US President Donald Trump
-- SCMP, January 28
His list was longer, of course, of all the practices to which the US turns a blind eye or deems fair when practised by the US.
But I shall restrict myself here to his complaint about intellectual property theft and to China, as China is obviously the culprit he had in mind.
First, some perspective. The figures show that intellectual property royalties paid by China to foreign entities currently run at about US$27.4 billion a year, a tenfold increase over the last 15 years.
The present figure comes to just under one quarter of one per cent of gross domestic product. Strange to say, it is about the same proportion of GDP that the US pays foreigners in intellectual property royalties.
Ah yes, but the doctrine of American exclusivity clearly states that the US is the “bestest country” in the whole wide world, which must mean that Americans invented everything (move aside, you Scots).
Thus, we should not be surprised that the US owes the rest of the world little in copyright and patent royalties while China owes it more than China will pay.
I stand rebuked. Let me change tack. It used to be that patents offered protection for 20 years after the date of filing. Copyright protection extended for 25 years after the death of the author.
These days, the term of patent rights is effectively indefinite in the US. Just add a little toggle to the design and file once more. If you’re lucky and the patent clerk is a blockhead, you win again.
The term for copyright meanwhile has been raised to 95 years. Mickey Mouse was about to come into the public domain in 1998. Can’t have that. Hong Kong kindergartens would no longer break American law with their window displays.
The European Union went even sillier. Works for which copyright had already expired were put back into copyright when the EU adopted longer terms for all of Europe.
What should strike you here is that it was all done unilaterally. There was no consultation with other sovereign states. Brussels ordained, Congress ruled, and the rest of the world was told to bow.

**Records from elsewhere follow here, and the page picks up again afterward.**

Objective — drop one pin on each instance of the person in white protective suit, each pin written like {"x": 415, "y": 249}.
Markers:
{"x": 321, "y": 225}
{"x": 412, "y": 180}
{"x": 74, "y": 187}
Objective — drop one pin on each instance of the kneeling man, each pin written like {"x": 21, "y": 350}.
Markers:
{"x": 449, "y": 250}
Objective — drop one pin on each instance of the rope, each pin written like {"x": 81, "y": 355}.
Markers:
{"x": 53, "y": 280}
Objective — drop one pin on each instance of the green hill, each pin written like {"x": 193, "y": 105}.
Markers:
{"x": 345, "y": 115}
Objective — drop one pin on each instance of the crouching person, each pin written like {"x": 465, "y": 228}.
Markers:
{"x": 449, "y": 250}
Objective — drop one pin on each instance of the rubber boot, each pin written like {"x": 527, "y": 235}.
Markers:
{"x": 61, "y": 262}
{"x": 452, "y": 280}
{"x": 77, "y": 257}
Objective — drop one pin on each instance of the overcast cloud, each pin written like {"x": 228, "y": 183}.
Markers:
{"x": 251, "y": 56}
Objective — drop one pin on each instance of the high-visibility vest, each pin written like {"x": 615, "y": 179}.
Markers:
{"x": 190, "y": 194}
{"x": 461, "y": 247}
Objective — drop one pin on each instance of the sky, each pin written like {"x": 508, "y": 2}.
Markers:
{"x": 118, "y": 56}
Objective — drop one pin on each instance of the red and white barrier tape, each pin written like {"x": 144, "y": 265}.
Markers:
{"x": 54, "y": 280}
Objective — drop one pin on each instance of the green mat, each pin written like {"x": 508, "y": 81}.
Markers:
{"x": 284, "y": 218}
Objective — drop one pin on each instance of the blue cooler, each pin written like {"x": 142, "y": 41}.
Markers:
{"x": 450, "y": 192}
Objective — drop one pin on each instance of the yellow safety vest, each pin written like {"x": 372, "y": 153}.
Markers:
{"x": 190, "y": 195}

Very well, let us do it that way then. I have a suggestion for China’s President Xi Jinping. Let China also extend its intellectual property rights to longer terms. We shall make it 2,000 years, and now let the rest of the world pay Beijing royalties every time anyone uses paper.
And if Donald Trump wishes to say that 2,000 years is too long, we can make it 200 years, as it was about 200 years ago that American intellectual property pirates stole the secret of industrial papermaking from France.
Next, we can look at movable type, another Chinese invention. Surely The New York Times ought to pay Beijing royalties for its use of this invention. Mr Trump does not like that newspaper anyway. Come on, Donald. Make ‘em pay.
There is a truth about creativity and invention, which demands for protection continually ignore; it is that no complete new idea ever springs entirely of its own to the brain of any human being. Progress is the achievement of all of human civilisation, one small step at a time.
Thomas Edison did not invent the light bulb, nor Alexander Bell the telephone. They only completed the last step of a much longer process of our understanding of the physical world and our ability to manipulate its atomic elements. This ship’s voyage is much longer than the instant it touches port.
In my opinion, intellectual property protection does more to inhibit creativity than to promote it. We reward people to stop other people from making use of ideas that are really attributable to all of society.
The intentions may have been good but it has worked out to be just another way of enriching the haves and impoverishing the have-nots.
I cheer for Robin Hood when he is up against the Sheriff of Nottingham in the White House.